Chi decide di vendere un immobile di sua proprietà in alcuni casi è sottoposto a tassazione delle plusvalenze immobiliari. Ecco quando e gli importi dovuti.
Chi decide di vendere un immobile, come attività occasionale e non professionale, deve sapere che i ricavi generati, cioè la differenza tra il prezzo di acquisto e quello di vendita, danno luogo a plusvalenze. Le stesse in molti casi sono soggette a tassazione: il contribuente può scegliere di assoggettare le plusvalenze generate a tassazione sostitutiva oppure a tassazione ordinaria.
È bene precisare, però, che in questo settore ci sono state importanti novità, infatti il decreto legge 223 del 2006 ha ampliato le ipotesi di tassazione delle plusvalenze immobiliari, andando a ricomprendere anche il caso di vendita di immobili ricevuti in donazione.

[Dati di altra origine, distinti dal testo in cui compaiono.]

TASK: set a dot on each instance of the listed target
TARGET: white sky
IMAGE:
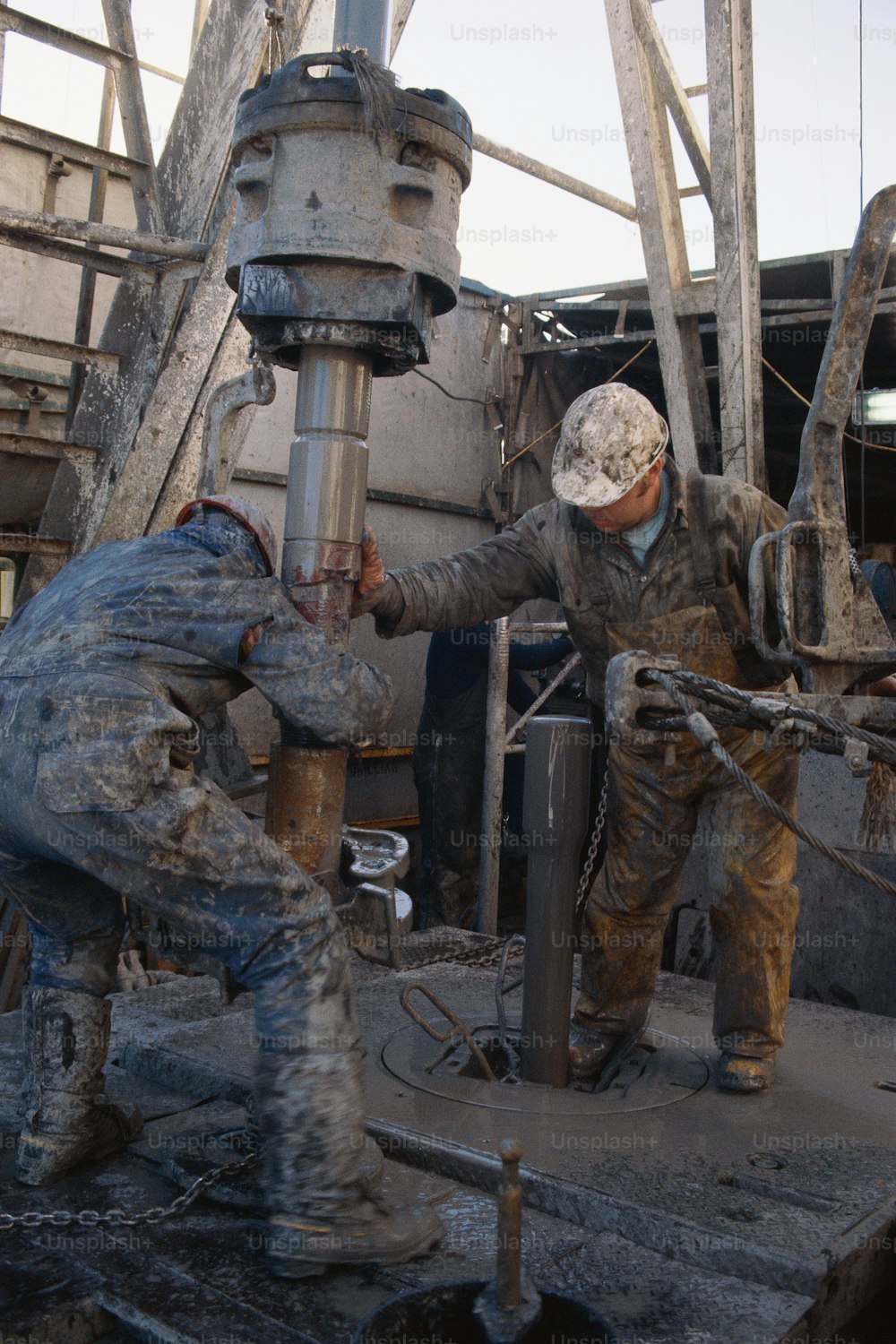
(538, 75)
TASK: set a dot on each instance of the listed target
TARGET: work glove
(132, 975)
(373, 573)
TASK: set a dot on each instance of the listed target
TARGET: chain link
(482, 954)
(117, 1217)
(582, 894)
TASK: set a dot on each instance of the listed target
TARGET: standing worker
(449, 761)
(102, 676)
(641, 559)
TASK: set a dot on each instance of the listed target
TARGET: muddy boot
(67, 1118)
(590, 1051)
(309, 1109)
(246, 1188)
(745, 1073)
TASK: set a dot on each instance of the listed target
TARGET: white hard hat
(250, 515)
(610, 437)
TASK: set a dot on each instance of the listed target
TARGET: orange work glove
(373, 573)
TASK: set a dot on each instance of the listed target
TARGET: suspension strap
(704, 562)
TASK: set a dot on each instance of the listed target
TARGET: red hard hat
(245, 513)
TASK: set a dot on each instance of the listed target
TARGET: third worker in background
(642, 559)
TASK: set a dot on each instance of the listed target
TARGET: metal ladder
(81, 244)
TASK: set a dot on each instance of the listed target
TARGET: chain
(582, 894)
(274, 21)
(116, 1217)
(482, 954)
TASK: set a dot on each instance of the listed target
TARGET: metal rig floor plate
(676, 1211)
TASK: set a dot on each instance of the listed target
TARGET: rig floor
(672, 1210)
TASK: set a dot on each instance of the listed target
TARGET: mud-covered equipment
(250, 515)
(610, 437)
(69, 1120)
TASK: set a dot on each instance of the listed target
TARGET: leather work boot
(246, 1190)
(366, 1231)
(309, 1109)
(743, 1073)
(589, 1053)
(67, 1118)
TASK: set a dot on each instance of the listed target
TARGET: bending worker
(449, 761)
(622, 548)
(102, 675)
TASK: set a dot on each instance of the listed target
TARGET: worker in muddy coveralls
(624, 551)
(449, 761)
(102, 675)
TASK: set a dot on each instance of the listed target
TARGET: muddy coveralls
(449, 760)
(101, 677)
(692, 602)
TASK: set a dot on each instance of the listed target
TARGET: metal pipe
(487, 918)
(555, 817)
(99, 182)
(363, 23)
(508, 1279)
(327, 486)
(556, 680)
(325, 497)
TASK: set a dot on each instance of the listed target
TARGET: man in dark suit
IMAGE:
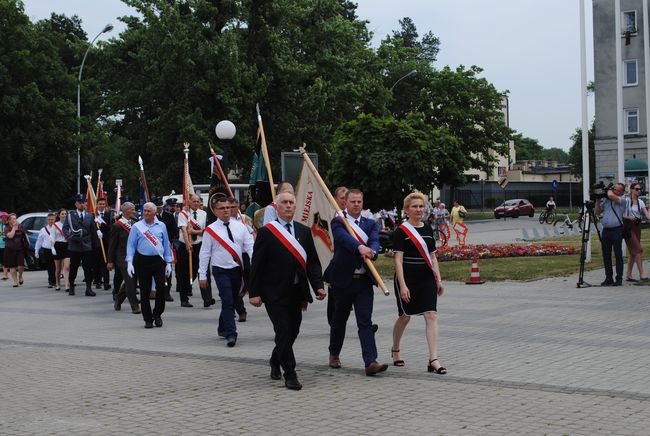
(352, 283)
(284, 264)
(82, 234)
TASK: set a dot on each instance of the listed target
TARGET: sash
(419, 243)
(149, 236)
(289, 242)
(125, 224)
(191, 221)
(234, 250)
(361, 236)
(60, 231)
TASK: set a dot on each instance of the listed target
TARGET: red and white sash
(125, 224)
(289, 242)
(419, 243)
(191, 221)
(234, 250)
(149, 236)
(361, 236)
(60, 231)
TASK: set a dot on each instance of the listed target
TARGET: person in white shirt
(191, 223)
(224, 243)
(45, 248)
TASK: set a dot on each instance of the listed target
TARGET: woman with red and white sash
(61, 256)
(417, 279)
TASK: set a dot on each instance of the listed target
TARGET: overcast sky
(529, 47)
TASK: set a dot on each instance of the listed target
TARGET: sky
(529, 47)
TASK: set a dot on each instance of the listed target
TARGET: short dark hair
(353, 191)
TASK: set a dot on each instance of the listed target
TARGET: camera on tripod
(599, 190)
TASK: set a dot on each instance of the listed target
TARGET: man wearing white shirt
(191, 224)
(224, 243)
(45, 242)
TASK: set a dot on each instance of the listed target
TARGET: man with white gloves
(148, 252)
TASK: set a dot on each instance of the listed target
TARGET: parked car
(33, 223)
(514, 208)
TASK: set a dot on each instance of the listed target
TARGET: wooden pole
(265, 152)
(369, 265)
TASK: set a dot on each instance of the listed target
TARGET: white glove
(130, 270)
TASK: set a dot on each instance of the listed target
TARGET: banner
(315, 211)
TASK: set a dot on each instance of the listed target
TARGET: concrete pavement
(537, 357)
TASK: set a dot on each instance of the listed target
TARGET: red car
(514, 208)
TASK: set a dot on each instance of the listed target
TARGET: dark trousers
(359, 294)
(47, 260)
(613, 238)
(129, 285)
(146, 268)
(101, 272)
(228, 282)
(286, 321)
(87, 260)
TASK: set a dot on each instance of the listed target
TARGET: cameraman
(613, 208)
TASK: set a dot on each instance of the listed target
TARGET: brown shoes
(335, 362)
(375, 368)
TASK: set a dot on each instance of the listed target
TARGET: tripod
(587, 211)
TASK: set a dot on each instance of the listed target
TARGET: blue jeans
(613, 238)
(228, 281)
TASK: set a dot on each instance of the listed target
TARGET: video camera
(599, 190)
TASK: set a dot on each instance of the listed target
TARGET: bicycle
(547, 217)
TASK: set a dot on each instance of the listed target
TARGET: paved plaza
(538, 357)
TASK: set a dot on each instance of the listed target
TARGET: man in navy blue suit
(351, 282)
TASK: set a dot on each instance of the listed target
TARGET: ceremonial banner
(315, 211)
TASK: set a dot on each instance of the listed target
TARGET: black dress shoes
(275, 371)
(293, 384)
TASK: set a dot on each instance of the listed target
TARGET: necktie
(229, 232)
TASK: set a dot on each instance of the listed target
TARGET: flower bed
(491, 251)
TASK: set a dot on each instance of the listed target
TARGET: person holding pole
(351, 282)
(417, 279)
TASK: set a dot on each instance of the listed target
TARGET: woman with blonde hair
(61, 256)
(417, 279)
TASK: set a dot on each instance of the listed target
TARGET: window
(630, 68)
(631, 121)
(629, 22)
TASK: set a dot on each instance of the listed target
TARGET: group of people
(276, 265)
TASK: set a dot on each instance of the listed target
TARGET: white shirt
(200, 220)
(45, 240)
(214, 254)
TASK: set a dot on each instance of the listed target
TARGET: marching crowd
(276, 265)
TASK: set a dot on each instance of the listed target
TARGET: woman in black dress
(417, 279)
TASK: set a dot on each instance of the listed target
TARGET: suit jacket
(81, 235)
(274, 268)
(346, 253)
(117, 244)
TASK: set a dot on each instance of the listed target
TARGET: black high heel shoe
(439, 370)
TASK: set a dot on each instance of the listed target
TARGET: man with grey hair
(116, 257)
(148, 250)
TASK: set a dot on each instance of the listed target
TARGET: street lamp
(409, 74)
(106, 29)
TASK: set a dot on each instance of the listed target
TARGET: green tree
(398, 156)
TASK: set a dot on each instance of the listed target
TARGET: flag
(315, 211)
(259, 184)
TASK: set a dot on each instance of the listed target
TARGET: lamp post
(409, 74)
(106, 29)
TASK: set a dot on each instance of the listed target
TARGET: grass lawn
(521, 268)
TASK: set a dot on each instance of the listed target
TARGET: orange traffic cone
(475, 274)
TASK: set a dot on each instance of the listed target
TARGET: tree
(398, 156)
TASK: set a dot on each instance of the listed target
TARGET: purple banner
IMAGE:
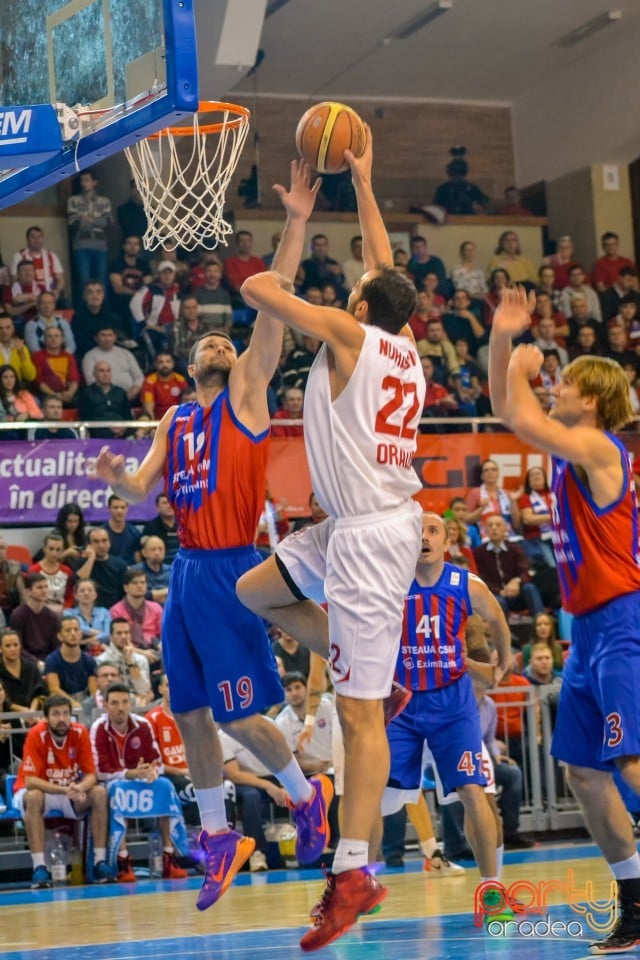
(38, 478)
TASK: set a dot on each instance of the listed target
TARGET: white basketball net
(182, 178)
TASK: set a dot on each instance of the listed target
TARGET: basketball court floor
(263, 916)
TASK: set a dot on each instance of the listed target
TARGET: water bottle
(155, 854)
(59, 862)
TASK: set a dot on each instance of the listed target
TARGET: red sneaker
(125, 870)
(171, 870)
(394, 704)
(346, 897)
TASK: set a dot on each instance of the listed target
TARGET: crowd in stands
(112, 342)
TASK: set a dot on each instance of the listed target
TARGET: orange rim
(240, 116)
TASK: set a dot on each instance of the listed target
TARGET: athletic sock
(295, 783)
(213, 815)
(350, 855)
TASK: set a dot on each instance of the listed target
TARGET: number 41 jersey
(360, 446)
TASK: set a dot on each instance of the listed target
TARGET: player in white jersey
(363, 403)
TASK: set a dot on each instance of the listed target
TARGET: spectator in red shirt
(58, 772)
(607, 268)
(56, 369)
(293, 403)
(162, 389)
(241, 266)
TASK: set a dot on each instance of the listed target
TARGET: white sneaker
(439, 866)
(257, 861)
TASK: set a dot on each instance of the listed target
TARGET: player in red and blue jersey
(443, 709)
(212, 454)
(595, 528)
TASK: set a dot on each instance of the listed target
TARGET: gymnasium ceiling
(479, 50)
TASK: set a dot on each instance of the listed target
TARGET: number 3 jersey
(431, 654)
(215, 476)
(360, 446)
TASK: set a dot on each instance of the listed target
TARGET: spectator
(490, 498)
(561, 262)
(163, 388)
(94, 706)
(35, 329)
(11, 582)
(164, 526)
(123, 536)
(353, 268)
(128, 273)
(606, 269)
(292, 409)
(58, 772)
(131, 215)
(56, 369)
(154, 569)
(125, 371)
(291, 656)
(16, 403)
(92, 316)
(52, 410)
(544, 631)
(535, 513)
(95, 621)
(103, 400)
(578, 286)
(124, 748)
(214, 303)
(22, 681)
(171, 745)
(242, 265)
(144, 616)
(20, 299)
(36, 624)
(422, 263)
(468, 276)
(155, 308)
(89, 218)
(14, 352)
(107, 572)
(133, 666)
(508, 256)
(59, 576)
(505, 569)
(69, 671)
(256, 789)
(320, 268)
(49, 274)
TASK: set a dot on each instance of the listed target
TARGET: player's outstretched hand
(300, 199)
(513, 315)
(108, 466)
(527, 359)
(361, 166)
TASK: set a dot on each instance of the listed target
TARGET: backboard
(126, 68)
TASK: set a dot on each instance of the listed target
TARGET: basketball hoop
(183, 184)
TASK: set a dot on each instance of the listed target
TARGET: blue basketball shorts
(598, 716)
(216, 652)
(448, 719)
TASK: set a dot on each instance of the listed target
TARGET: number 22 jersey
(360, 446)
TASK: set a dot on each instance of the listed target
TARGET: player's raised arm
(376, 248)
(135, 487)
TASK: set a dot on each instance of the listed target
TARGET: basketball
(325, 131)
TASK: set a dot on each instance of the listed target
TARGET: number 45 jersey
(360, 446)
(431, 654)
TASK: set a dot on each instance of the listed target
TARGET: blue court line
(141, 887)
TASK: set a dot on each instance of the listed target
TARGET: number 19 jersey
(360, 447)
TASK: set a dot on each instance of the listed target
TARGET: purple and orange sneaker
(311, 821)
(223, 855)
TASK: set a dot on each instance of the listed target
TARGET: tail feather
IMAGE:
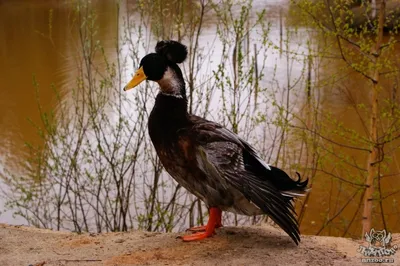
(276, 176)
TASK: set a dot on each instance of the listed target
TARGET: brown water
(29, 46)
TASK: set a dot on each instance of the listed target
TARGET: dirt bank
(266, 245)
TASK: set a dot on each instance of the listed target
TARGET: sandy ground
(262, 245)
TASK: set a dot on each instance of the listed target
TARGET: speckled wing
(220, 155)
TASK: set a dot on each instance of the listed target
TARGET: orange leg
(213, 221)
(203, 228)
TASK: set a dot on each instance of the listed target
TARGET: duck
(210, 161)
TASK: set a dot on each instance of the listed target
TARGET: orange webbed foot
(197, 228)
(201, 232)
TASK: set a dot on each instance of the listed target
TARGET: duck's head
(162, 68)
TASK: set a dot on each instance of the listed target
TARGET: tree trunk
(374, 154)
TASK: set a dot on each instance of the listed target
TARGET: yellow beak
(136, 80)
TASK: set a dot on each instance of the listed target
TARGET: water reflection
(31, 46)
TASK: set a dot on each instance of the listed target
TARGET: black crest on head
(172, 50)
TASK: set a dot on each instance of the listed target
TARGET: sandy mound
(266, 245)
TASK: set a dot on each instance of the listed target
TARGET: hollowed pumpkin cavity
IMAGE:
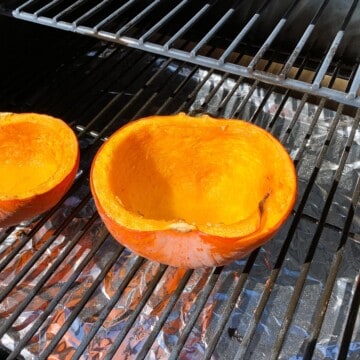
(39, 157)
(194, 177)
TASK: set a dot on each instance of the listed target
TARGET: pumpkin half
(39, 158)
(192, 192)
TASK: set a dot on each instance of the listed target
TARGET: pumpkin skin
(39, 160)
(192, 191)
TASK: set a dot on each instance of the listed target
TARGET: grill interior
(68, 290)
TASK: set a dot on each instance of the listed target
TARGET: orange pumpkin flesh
(39, 159)
(192, 192)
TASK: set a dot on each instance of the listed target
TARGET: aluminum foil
(114, 303)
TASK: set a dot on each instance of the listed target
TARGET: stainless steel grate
(296, 26)
(67, 290)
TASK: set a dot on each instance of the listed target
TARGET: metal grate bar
(55, 301)
(350, 322)
(230, 304)
(212, 279)
(222, 63)
(281, 257)
(41, 251)
(68, 9)
(164, 315)
(135, 313)
(335, 44)
(114, 14)
(172, 79)
(86, 296)
(137, 18)
(264, 298)
(46, 7)
(355, 85)
(300, 45)
(271, 37)
(307, 263)
(163, 21)
(90, 12)
(186, 26)
(212, 32)
(324, 301)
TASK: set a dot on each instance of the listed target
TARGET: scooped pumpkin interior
(182, 173)
(21, 166)
(34, 154)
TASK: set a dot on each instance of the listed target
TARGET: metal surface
(69, 291)
(232, 25)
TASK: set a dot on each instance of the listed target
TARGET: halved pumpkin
(39, 158)
(192, 192)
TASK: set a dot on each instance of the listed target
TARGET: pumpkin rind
(233, 173)
(39, 162)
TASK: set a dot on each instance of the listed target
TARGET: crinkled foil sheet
(133, 307)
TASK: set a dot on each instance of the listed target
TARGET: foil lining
(121, 305)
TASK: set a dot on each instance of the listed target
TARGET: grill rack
(143, 99)
(114, 21)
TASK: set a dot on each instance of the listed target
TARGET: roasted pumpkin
(192, 191)
(39, 159)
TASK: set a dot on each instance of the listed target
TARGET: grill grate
(138, 23)
(68, 290)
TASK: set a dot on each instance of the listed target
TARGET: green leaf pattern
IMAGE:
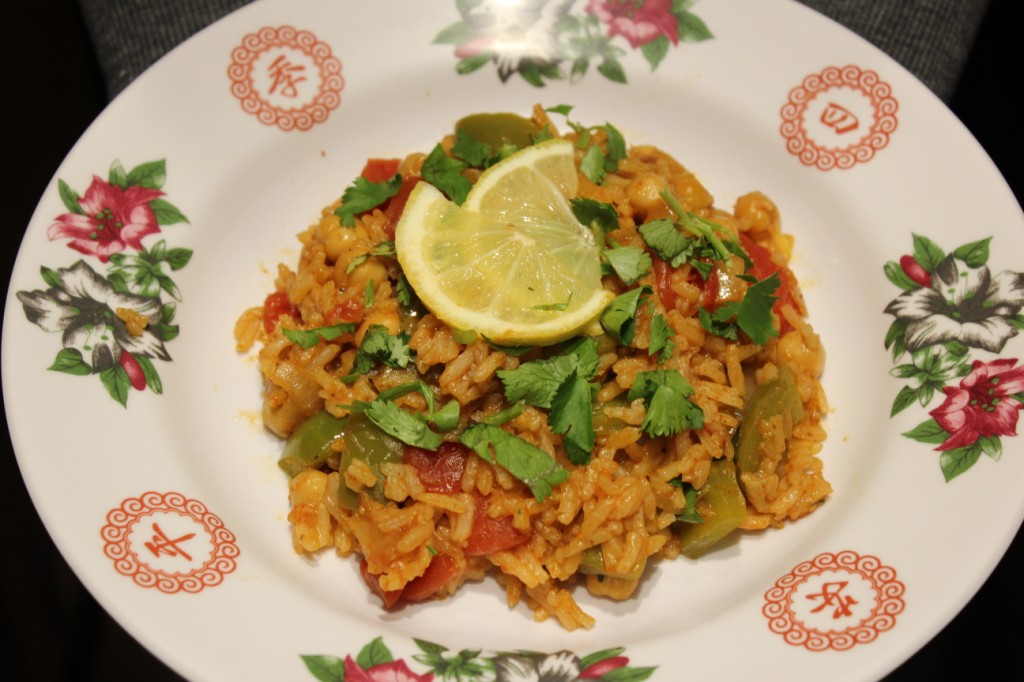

Per essi valgono le stesse regole che vedremo a breve per gli altri immobili. Sono invece escluse dalla tassazione le eventuali plusvalenze generate dalla vendita di beni ricevuti per successione, testamentaria o legale. Ciò in forza dell’articolo 67 comma 1 lett.b del Tuir in cui si ribadisce che costituiscono “redditi diversi” e quindi come tali sono tassati “le plusvalenze realizzate mediante cessione a titolo oneroso di beni immobili acquistati o costruiti da non più di cinque anni, esclusi quelli acquisiti per successione”.
Prima dell’introduzione di tale decreto le plusvalenze derivanti dalla vendita degli immobili pervenuti al venditore attraverso atto di successione o donazione non erano tassati. Vediamo però con ordine in quali casi c’è la tassazione delle plusvalenze immobiliari.
Plusvalenza immobiliare: cos’è e quando si paga
Quando si applica la tassazione della plusvalenza immobiliare
La prima cosa da comprendere è il campo di applicazione della plusvalenza immobiliare e quindi determinare chi è sottoposto a questa particolare tassazione. La plusvalenza immobiliare è regolata dagli articoli 67 e 68 del Tuir, si applica a coloro che vendono immobili non in forma professionale, si tratta quindi di «privati» che decidono di vendere un immobile di loro proprietà, ad esempio perché hanno deciso di cambiare casa.
Dal punto di vista soggettivo deve essere rilevato che tra i soggetti che non esercitano attività di lavoro nel settore della compravendita di immobili ci sono anche:
- enti non commerciali, una onlus, ad esempio, riceve un immobile in donazione e vuole venderlo;
- soggetti non residenti privi di una stabile organizzazione nel territorio dello Stato;
- società semplici.
Non tutti i «privati» che vendono un immobile sono però sottoposti a tassazione della plusvalenza immobiliare, ma solo coloro che vendono prima che siano trascorsi 5 anni dal momento dell’acquisto dell’immobile stesso, oppure 5 anni dal momento dell’ultimazione dei lavori in caso di nuova costruzione.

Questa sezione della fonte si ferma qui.